OR Royalties Inc is a good buy for a beginner investor with a long-term strategy and $50,000-$100,000 available for investment. The company's strong financial growth, bullish moving averages, increasing hedge fund interest, and favorable analyst ratings outweigh the minor pre-market price dip and neutral technical indicators. The stock's potential for long-term appreciation makes it a suitable investment.
The MACD is negative and expanding, indicating bearish momentum. RSI is neutral at 36.517, suggesting no clear signal. Moving averages are bullish (SMA_5 > SMA_20 > SMA_200), indicating an upward trend. Key support is at 42.674, and resistance is at 47.442. Pre-market price is $42.59, down 1.05%, but still above the key support level.

Hedge funds are significantly increasing their positions, with a 13875.86% rise in buying activity last quarter.
Strong financial performance in Q4 2025, with revenue up 59.54% YoY, net income up 798.40% YoY, and EPS up 750.00% YoY.
Analysts have raised price targets, with some projecting as high as C$88, supported by increased gold and copper price forecasts and geopolitical uncertainty driving demand for precious metals.
MACD indicates bearish momentum, and RSI is neutral, showing no immediate upward momentum.
Pre-market price is down 1.05%, reflecting short-term weakness.
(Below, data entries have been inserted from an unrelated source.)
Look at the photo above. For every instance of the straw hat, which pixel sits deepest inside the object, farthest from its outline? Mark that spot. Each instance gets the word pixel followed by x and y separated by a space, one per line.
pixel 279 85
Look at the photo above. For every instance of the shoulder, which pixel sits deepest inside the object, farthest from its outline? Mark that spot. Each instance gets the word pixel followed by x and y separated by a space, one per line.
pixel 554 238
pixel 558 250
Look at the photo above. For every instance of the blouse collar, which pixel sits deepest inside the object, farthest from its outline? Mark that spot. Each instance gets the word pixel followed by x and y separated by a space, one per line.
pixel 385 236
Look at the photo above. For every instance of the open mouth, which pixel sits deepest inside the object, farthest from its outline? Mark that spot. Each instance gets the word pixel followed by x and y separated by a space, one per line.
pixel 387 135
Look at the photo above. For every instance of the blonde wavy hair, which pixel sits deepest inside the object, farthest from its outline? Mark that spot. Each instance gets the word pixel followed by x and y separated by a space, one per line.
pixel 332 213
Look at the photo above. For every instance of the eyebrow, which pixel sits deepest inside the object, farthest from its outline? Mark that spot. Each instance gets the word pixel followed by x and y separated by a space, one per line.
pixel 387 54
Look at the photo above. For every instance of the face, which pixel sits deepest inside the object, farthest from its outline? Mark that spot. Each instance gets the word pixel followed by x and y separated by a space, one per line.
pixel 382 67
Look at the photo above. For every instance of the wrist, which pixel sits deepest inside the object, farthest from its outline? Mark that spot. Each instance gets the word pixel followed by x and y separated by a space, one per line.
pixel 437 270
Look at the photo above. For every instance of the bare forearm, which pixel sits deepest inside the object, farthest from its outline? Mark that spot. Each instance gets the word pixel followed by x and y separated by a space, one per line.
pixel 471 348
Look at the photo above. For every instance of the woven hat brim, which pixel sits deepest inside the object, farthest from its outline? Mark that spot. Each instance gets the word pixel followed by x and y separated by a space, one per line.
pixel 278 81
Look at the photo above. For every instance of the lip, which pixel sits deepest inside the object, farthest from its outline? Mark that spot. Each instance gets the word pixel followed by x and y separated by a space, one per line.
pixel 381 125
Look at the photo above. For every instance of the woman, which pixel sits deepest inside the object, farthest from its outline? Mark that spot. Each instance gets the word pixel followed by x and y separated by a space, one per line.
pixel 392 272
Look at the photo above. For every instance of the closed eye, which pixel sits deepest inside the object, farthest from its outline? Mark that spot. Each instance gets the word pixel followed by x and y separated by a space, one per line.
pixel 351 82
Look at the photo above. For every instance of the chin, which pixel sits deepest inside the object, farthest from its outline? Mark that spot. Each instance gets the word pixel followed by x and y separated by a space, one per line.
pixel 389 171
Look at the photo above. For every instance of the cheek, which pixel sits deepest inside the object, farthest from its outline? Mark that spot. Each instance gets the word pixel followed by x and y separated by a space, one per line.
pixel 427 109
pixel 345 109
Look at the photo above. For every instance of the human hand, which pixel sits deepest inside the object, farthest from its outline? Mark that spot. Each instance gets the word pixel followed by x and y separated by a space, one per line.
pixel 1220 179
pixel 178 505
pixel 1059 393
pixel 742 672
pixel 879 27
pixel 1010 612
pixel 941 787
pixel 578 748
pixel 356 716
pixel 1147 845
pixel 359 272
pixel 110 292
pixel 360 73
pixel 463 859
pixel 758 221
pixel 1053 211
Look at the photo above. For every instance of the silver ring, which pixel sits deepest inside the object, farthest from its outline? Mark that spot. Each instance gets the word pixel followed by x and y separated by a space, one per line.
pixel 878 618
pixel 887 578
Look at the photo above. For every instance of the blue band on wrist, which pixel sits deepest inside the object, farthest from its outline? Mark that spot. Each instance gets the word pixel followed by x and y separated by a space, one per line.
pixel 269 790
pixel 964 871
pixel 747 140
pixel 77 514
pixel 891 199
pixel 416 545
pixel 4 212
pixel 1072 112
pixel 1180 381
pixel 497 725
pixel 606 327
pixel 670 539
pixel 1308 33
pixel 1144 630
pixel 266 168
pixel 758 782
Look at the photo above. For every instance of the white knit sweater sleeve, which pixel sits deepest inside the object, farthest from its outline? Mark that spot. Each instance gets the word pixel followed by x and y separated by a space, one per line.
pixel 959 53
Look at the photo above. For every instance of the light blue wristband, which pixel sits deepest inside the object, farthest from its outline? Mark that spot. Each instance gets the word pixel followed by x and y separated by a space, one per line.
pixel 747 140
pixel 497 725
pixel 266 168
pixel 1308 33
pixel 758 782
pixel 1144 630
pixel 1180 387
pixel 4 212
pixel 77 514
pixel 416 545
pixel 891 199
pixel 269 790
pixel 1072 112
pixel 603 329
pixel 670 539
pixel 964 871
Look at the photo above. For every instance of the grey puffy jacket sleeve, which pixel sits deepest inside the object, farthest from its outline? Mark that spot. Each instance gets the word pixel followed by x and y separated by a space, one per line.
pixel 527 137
No recent congress trading data or significant insider activity to support additional confidence.
In Q4 2025, OR Royalties Inc reported a 59.54% YoY revenue increase to $90.47 million. Net income surged 798.40% YoY to $65.25 million, with EPS up 750.00% YoY to $0.34. Gross margin improved to 85.83%, up 8.04% YoY, showcasing strong profitability and operational efficiency.
Analysts have a mixed but generally positive view. Recent upgrades include CIBC raising the price target to C$88 (Outperformer) and Stifel increasing it to C$70 (Buy). TD Securities recently lowered the target to C$64 (Hold), but the overall sentiment remains favorable, with multiple analysts citing increased gold and copper price forecasts and geopolitical uncertainty as key drivers.